From: Jukka K. Korpela (jkorpela@cs.tut.fi)
Date: Tue Nov 15 2005 - 14:11:02 CST
On Tue, 15 Nov 2005, =?iso-8859-1?Q?Marc Brugui=E8res?= wrote:
>> There is the family name du Roscoät. This is the only example I can come
>> up with.
>
> I fail to understand why is this important for Unicode or truly
> internationalized software?
It is somewhat marginal, and I'm afraid this discussion has largely taken
a wrong path. The first problem should not be the specification of
character collections for different locales - this should take place in
appropriate national and coöperational fora - but to discuss
a) which collections should be present in the CLDR (and perhaps as
required/recommended/purely optional)
b) how these collections are defined: what they mean and how they are
used.
Just knowing which characters appear in a given language is interesting
trivia information. But how will it be used? Different uses may require
different types of collections.
> In real life, French (English, German, Arabic, etc.) texts will contain
> many more characters than those in this list: all kinds of dashes,
> quotes, symbols, not to mention mathematical symbols, texts from other
> scripts, etc.
Indeed. I see no reason to omit punctuation. In fact, punctuation is often
more important than individual letters. When desired, collections limited
to letters can, as needed, be formed from the primary data, e.g. simply by
taking a collection and selecting characters with a General Category value
that indicates a letter.
> I thought Unicode was supposed to open up all characters to us, not
> restrict us to small sets
Well, actually, both. Conformance to the Unicode standard does not require
support to all characters; in fact, an implementation might support a
fairly limited repertoire.

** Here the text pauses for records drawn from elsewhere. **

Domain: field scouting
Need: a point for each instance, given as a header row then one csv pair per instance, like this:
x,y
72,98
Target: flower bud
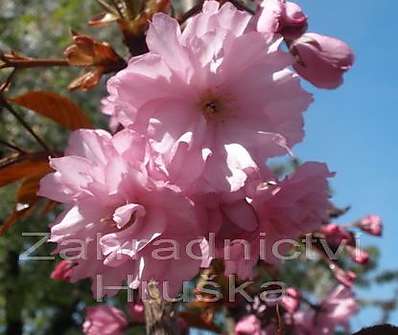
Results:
x,y
347,278
359,256
371,224
293,22
278,16
322,60
62,271
291,300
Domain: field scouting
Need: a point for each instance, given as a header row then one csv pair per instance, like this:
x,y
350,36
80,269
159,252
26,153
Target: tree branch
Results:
x,y
6,105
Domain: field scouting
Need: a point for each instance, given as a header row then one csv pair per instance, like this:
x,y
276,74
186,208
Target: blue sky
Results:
x,y
354,129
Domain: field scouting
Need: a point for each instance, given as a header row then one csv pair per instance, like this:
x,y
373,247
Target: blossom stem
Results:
x,y
31,63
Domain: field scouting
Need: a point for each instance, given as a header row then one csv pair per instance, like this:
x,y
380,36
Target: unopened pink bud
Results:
x,y
62,271
291,300
347,278
293,21
322,60
358,255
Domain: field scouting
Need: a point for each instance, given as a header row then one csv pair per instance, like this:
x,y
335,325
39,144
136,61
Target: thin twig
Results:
x,y
6,105
7,83
240,5
30,62
12,146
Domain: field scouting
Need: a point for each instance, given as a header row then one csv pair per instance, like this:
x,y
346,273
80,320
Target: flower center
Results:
x,y
212,106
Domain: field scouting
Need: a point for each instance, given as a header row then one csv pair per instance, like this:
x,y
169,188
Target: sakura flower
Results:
x,y
371,224
62,271
110,197
358,255
291,300
248,224
334,312
214,84
280,17
322,60
290,208
249,325
233,228
104,320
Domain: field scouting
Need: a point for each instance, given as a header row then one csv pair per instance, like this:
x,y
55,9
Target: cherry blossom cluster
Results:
x,y
194,122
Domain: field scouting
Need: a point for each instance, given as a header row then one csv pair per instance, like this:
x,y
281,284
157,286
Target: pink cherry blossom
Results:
x,y
213,85
322,60
104,320
120,212
280,17
371,224
293,207
291,300
334,311
336,235
62,271
233,229
358,255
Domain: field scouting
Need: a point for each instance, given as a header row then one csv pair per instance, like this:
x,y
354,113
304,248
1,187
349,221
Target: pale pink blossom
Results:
x,y
249,325
280,17
213,85
247,224
292,207
62,271
346,278
358,255
322,60
334,312
233,227
291,300
119,212
104,320
371,224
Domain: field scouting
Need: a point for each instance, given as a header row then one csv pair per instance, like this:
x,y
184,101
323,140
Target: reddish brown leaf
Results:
x,y
26,197
16,168
55,107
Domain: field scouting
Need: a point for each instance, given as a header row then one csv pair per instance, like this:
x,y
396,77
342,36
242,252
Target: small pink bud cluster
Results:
x,y
320,59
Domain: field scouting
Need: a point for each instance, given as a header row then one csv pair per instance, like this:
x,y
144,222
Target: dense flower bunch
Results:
x,y
183,179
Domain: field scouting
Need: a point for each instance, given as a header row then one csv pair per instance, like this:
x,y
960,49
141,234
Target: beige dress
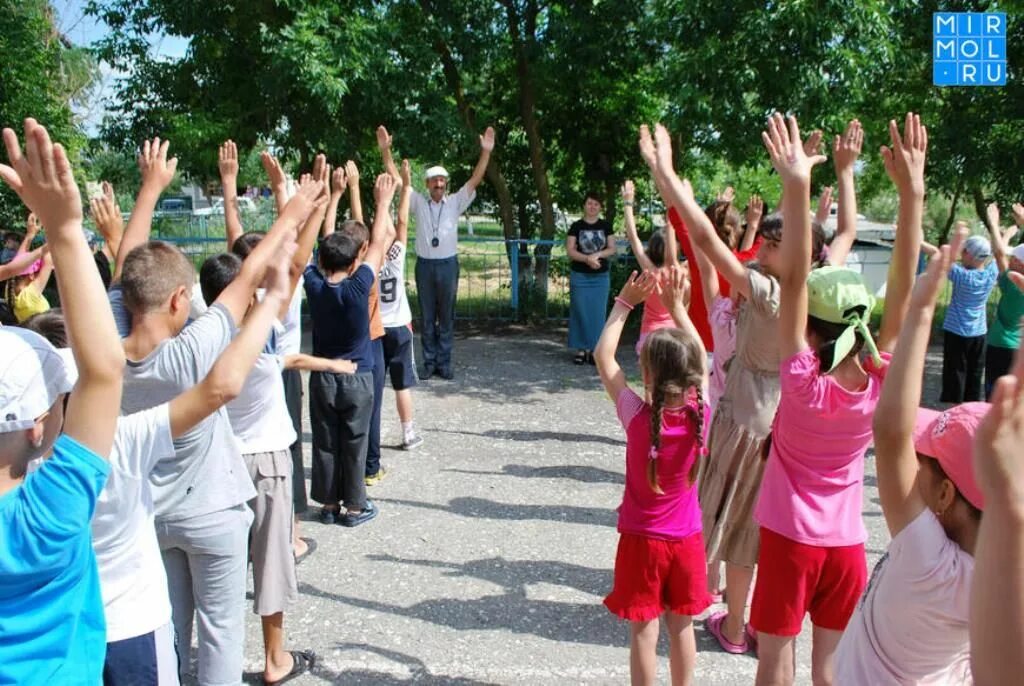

But most importantly, the collections of
characters used in different languages help in many ways, e.g. in checking
input data consistency, in selecting (non-Unicode) encodings that would be
feasible, in selecting the fonts that can be used, in designing fonts,
in considering which characters should be easily produced (when designing
keyboard layout or input mechanisms in general), in text scanning, etc.
But the different needs may imply need for different types of information.
I'm afraid the classification to exemplarChars and auxiliary exemplarChars
is too coarse (and the names are misleading).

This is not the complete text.